ATALANTA MOZZANICA-RAVENNA WOMENS-2-2

Reti: Mendes (AM) al 2′, Stracchi (AM) al 22′, Quadrelli (RW) al 35′ e Pugnali (RW) al 49′ s.t.

Atalanta (4-4-2): THALMANN; MOTTA, PIACEZZI, RIZZON, LEDRI; BALDI (MONTERUBBIANO al 10′ s.t.), STRACCHI, FUSAR POLI (dal 33′ s.t. ALBORGHETTI), RE; MENDES, PIRONE. All. Elio Garavaglia. A disposizione: Salvi, Alborghetti, Rizza, Monterubbiano.

Ravenna (3-5-2): GUIDI; ALUNNO, MANIERI, TUCCERI CIMINI; PITTACCIO (dal 26′ s.t. BARBARESI), ERRICO, CARROZZI (dal 5′ s.t. CAMPESI),  FILIPPI, CASADIO (dal 34′ s.t. QUADRELLI); PUGNALI, BALDINI. All. Fausto Lorenzini. A disposizione: Tampieri, Cuciniello, Muratori, Costantino, Campesi, Quadrelli, Barbaresi.

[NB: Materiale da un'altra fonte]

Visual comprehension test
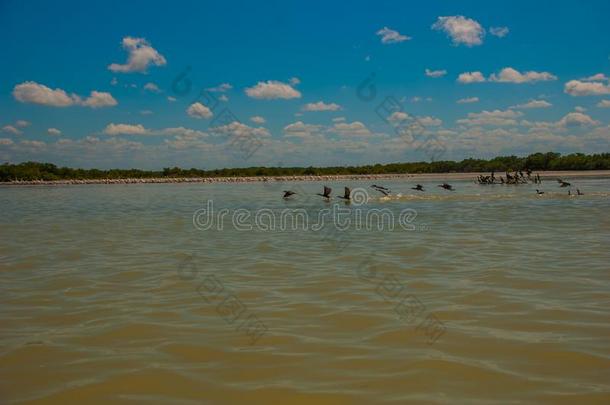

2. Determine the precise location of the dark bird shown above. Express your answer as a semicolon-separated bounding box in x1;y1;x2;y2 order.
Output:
338;187;352;201
438;183;455;191
317;186;333;200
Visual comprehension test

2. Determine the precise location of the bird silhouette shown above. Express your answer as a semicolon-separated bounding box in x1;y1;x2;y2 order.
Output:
316;186;333;200
438;183;455;191
338;187;352;201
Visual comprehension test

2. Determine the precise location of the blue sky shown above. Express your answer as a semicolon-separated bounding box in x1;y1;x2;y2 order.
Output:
0;0;610;168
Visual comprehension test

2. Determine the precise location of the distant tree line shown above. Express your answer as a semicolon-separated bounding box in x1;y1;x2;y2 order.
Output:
0;152;610;182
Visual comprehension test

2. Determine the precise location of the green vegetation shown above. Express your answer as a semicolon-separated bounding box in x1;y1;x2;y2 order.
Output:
0;152;610;181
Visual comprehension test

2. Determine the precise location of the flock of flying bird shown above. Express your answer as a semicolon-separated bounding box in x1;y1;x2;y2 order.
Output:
283;169;584;201
284;183;455;201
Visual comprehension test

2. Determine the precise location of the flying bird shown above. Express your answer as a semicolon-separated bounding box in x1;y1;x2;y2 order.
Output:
438;183;455;191
338;187;352;201
371;184;391;196
317;186;333;200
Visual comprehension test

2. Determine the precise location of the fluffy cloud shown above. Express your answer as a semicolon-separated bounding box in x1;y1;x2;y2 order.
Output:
2;125;23;135
284;121;320;138
456;97;479;104
104;123;149;136
511;100;553;109
108;37;167;73
489;27;508;38
13;81;118;108
425;69;447;78
186;102;214;119
457;72;485;84
580;73;608;82
456;110;523;126
376;27;411;44
207;83;233;93
417;116;443;127
329;121;371;136
79;90;118;108
213;121;271;138
250;115;266;125
246;80;301;100
303;101;341;111
557;112;600;128
563;80;610;96
597;100;610;108
489;67;557;83
432;15;485;46
144;83;161;93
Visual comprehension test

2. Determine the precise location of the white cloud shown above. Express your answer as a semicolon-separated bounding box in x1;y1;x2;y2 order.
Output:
417;116;443;127
510;100;553;109
457;71;485;84
376;27;411;44
456;97;479;104
388;111;409;122
284;121;320;139
580;73;608;82
2;125;23;135
489;27;509;38
456;110;523;126
246;80;301;100
303;101;341;111
489;67;557;83
329;121;371;136
425;69;447;78
557;112;600;128
597;100;610;108
207;83;233;93
432;15;485;46
213;121;271;138
563;80;610;96
13;81;75;107
13;81;118;108
104;123;149;136
186;102;214;119
144;82;161;93
79;90;118;108
108;37;167;73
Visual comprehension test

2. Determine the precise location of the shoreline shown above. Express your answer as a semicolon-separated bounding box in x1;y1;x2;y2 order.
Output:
0;170;610;186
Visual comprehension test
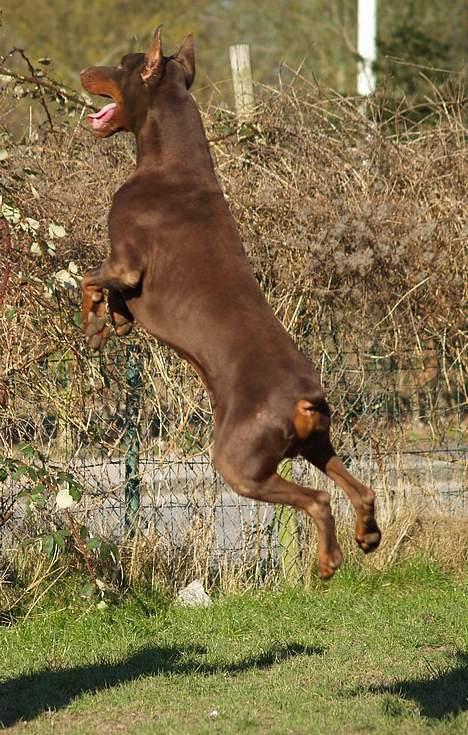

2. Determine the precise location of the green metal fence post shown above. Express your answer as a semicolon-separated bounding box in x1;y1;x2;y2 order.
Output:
124;344;142;536
275;459;302;585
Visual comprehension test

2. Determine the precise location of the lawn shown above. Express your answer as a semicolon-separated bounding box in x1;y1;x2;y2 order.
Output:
0;562;468;735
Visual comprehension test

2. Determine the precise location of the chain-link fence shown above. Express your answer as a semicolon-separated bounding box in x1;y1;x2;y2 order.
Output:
0;340;468;584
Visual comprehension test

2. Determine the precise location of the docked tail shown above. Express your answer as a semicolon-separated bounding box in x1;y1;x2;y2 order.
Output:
293;399;330;440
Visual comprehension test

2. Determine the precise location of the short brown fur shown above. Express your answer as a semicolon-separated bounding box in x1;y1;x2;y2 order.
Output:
81;29;380;578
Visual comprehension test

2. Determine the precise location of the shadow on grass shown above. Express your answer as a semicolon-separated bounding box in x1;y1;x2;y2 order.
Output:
366;651;468;720
0;643;323;727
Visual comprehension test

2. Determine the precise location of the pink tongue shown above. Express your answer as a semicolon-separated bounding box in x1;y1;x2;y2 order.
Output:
86;102;117;130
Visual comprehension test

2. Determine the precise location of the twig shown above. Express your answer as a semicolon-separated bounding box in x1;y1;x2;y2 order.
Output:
0;219;11;306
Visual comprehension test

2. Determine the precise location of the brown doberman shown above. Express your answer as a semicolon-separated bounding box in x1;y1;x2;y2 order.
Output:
81;28;380;579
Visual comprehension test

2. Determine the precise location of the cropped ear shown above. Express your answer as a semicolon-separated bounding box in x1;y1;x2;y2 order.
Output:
141;26;163;82
172;33;195;89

Arbitro: Christophe Barmasse di Aosta; assistenti: Torcasio di Chiari e Picciolo di Brescia.
Ammonite: Manieri (RW) al 13′ e Tucceri Cimini (RW) al 38′ s.t.
Note: Giornata di sole. Presenti circa un centinaio di spettatori. Angoli 4-2. Recupero: 1’+4′.